It will require that the fiber converter or switch support the 802.1AS standard. Cisco IE4000 switches can be used. I'm not aware of copper to fiber converters that support 802.1AS.
We have looked at some off the shelf fiber converters which are not AS rated. If you are evaluating converters some things to be aware of:
Converters can introduce non-symmetric delays (ie where the TX takes longer than the RX). This will lead to timing errors.
802.1AS also has a peer delay threshold which will cause the system to identify a link as not AS capable if the delay is too big. The default for copper is 800nS. A transparent fiber converter could introduce latency (even long fiber optics can introduce a latency of more than 800nS). On cRIO (starting in 18.1) you can change this threshold but on cDAQ you can't change the default. This means the device may detect that the link is not AS capable and the software will stop accepting time from that port.
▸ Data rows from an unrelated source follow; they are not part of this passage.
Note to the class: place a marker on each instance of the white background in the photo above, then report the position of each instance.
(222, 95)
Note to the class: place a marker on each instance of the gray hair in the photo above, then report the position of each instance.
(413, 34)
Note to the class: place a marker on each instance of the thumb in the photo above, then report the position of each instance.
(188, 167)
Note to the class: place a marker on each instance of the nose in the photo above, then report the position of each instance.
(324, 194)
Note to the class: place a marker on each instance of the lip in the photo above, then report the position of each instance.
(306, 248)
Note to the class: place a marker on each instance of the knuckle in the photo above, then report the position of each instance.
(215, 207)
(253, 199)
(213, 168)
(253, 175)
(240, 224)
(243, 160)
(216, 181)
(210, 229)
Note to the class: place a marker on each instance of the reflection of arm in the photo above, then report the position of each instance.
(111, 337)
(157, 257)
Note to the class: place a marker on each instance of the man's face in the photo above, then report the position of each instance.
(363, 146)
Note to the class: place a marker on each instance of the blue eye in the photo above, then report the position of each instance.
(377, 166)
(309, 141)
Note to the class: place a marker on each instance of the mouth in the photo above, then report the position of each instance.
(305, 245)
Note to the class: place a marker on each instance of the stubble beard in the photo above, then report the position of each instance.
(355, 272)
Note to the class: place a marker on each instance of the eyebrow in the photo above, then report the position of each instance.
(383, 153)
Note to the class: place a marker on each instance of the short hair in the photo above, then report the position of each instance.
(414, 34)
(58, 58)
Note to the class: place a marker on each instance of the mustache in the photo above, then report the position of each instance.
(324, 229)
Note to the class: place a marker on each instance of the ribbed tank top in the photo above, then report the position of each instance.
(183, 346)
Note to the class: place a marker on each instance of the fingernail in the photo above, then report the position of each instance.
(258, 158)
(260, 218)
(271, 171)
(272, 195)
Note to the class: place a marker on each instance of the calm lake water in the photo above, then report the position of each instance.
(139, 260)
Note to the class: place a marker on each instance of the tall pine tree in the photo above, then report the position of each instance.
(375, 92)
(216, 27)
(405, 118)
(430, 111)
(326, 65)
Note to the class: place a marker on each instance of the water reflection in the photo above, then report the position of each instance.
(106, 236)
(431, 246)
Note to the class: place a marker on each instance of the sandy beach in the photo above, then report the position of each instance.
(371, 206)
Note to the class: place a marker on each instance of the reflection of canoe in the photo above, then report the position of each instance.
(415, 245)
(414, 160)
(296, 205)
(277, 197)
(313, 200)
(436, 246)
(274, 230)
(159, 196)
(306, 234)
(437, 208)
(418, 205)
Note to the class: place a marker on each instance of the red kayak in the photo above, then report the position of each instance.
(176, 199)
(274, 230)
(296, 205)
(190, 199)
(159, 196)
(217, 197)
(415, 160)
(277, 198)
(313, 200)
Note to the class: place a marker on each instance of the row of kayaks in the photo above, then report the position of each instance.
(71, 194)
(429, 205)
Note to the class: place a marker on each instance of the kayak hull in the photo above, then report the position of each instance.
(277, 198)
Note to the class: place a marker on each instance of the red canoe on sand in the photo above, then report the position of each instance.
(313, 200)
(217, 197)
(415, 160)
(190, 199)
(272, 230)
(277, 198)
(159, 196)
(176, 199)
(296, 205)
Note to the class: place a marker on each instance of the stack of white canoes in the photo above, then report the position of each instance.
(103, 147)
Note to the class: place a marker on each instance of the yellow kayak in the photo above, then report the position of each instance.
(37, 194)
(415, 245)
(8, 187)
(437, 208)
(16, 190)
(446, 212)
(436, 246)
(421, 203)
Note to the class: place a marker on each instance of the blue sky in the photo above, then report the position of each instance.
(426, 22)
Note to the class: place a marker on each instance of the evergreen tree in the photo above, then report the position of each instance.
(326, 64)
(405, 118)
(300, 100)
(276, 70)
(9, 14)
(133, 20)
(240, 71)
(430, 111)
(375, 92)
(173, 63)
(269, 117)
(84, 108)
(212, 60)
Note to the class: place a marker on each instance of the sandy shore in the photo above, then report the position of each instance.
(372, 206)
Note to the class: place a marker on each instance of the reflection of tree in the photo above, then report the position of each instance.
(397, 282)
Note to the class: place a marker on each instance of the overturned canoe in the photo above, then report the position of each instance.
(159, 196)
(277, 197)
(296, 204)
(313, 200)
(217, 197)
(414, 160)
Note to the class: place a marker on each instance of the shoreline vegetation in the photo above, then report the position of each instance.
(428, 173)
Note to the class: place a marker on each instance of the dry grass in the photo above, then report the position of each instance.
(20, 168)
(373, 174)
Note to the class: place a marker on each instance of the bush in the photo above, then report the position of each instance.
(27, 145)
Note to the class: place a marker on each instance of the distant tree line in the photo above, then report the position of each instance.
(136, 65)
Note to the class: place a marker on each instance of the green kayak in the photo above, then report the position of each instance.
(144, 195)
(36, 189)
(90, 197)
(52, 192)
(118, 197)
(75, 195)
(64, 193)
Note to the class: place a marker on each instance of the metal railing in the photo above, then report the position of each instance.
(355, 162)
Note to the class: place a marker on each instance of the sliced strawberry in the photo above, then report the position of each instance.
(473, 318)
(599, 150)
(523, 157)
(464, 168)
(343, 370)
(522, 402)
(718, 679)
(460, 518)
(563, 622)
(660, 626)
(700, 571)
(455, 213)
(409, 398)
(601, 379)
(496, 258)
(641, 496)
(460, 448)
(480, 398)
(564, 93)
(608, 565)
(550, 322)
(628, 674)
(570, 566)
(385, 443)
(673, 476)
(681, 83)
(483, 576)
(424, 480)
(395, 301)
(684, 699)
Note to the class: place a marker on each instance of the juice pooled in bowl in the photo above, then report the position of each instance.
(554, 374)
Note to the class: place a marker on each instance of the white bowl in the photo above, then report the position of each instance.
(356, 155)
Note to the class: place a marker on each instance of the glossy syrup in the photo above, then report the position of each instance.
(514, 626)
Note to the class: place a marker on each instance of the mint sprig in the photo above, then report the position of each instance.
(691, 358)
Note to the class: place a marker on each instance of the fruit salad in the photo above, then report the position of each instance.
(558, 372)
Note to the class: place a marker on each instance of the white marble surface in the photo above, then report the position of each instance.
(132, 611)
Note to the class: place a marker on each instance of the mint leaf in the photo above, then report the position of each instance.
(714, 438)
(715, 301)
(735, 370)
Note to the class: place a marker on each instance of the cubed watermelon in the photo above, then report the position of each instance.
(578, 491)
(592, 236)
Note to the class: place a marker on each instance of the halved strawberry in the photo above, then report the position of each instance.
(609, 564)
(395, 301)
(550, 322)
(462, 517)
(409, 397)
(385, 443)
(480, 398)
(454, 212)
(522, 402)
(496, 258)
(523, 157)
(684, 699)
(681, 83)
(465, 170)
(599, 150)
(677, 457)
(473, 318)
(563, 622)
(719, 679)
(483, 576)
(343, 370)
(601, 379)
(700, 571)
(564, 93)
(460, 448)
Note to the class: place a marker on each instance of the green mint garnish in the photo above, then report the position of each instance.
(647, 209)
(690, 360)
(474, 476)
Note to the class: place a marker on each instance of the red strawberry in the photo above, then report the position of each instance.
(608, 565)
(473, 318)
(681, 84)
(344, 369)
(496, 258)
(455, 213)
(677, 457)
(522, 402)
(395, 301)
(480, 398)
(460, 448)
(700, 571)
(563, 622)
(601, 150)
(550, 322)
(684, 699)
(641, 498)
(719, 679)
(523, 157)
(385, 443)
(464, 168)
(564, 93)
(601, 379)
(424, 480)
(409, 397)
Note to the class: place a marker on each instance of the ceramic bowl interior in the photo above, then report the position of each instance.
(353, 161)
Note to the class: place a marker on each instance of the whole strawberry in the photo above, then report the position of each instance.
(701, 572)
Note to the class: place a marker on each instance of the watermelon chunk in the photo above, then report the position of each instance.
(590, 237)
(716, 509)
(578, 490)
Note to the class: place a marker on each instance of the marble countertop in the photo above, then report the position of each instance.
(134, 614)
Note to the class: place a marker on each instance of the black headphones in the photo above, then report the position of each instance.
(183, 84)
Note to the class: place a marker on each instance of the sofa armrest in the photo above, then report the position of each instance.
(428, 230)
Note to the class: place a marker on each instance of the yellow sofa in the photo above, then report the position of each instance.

Does the Cisco IE4000 switches support the fiber（as the picture）? I noted that there are 4 SFP module slots,If the IE4000 support the fiber,how long does it support?
Now I have the last question，I noted that the distance IE4000 support is depend on the choise of the SFP module，Does the SFP slot on the IE4000 device support the TSN？If the SFP slot on IE4000 support the TSN，that would be great.
yes the IE4000 supports SFP modules of different distances. the datasheet for the IE4000 Cisco.com shows the support for different SFP types, and the distances ranges for each type.
scroll down to table 15.
the Cisco IE4000 requires Cisco certified SFP modules.
TSN will work on the SFP links.
Note that on interfaces G1/1 - 1/4 can operate in Fiber mode or copper mode. you cannot use these first 4 interfaces to have both fiber and copper. you must choose.
TSN is supported interfaces 1 - 16 regardless of copper or fiber.
Regarding fiber capabilities of NI products, Hokie is correct with respect to layer 2 copper-fiber conversion. We have recently been able to test layer 1 copper-fiber conversion and saw better results. Using a layer 1 copper-fiber converter (such as this one), we were able to maintain 802.1AS synchronization over a fiber connection. We saw a low offset between the slave and master clock (typically <10 ns), but we did see a high path delay (~500 ns) between nodes connected by fiber converters and 10m of fiber cable, so we expect the path delay could still become a problem for longer fiber connections. If the path delay becomes too long (over 800 ns by default), 802.1AS synchronization will be disabled.
On the CompactRIO platform, users can adjust the neighbor propagation delay property which would allow for longer path delay, and longer fiber connections. This property is not modifiable on cDAQ devices, so they may not be viable for an application that requires a fiber connection. We also expect that less hops may be possible in a daisy-chain with fiber connections than in a daisy-chain with copper connections due to the path delay. We expect that a star topology with CompactRIO nodes and suitable settings for neighbor propagation delay on each branch would be an ideal setup.
IEEE 1588-2008 could also be used, and may be preferable since it does not have a requirement for path delay.
So If I want to build the long distance synchronous system by the TSN network and NI TSN cDAQ,the IE4000 should be used（As the picture）?And I can use the DAQmx to achieve synchronization between cRIO and cDAQ？
Thank you for your response.
I wanted to update this thread with a correction to some inaccurate information. Longer path delays will not degrade the quality of synchronization, as long as the path delay is consistent and symmetrical. 802.1AS automatically compensates for path delay so the length of the path delay does not affect synchronization. I apologize for any confusion.
It is worth noting that path delay is a method by which the 802.1AS algorithm detects non-802.1AS capable devices on the network. The assumption is that if a device has path delay that's longer than the maximum specified path delay, it is not 802.1AS capable and it is excluded from the network. With CompactRIO targets, you can set this path delay as needed but with CompactDAQ targets, long path delay may still become an issue.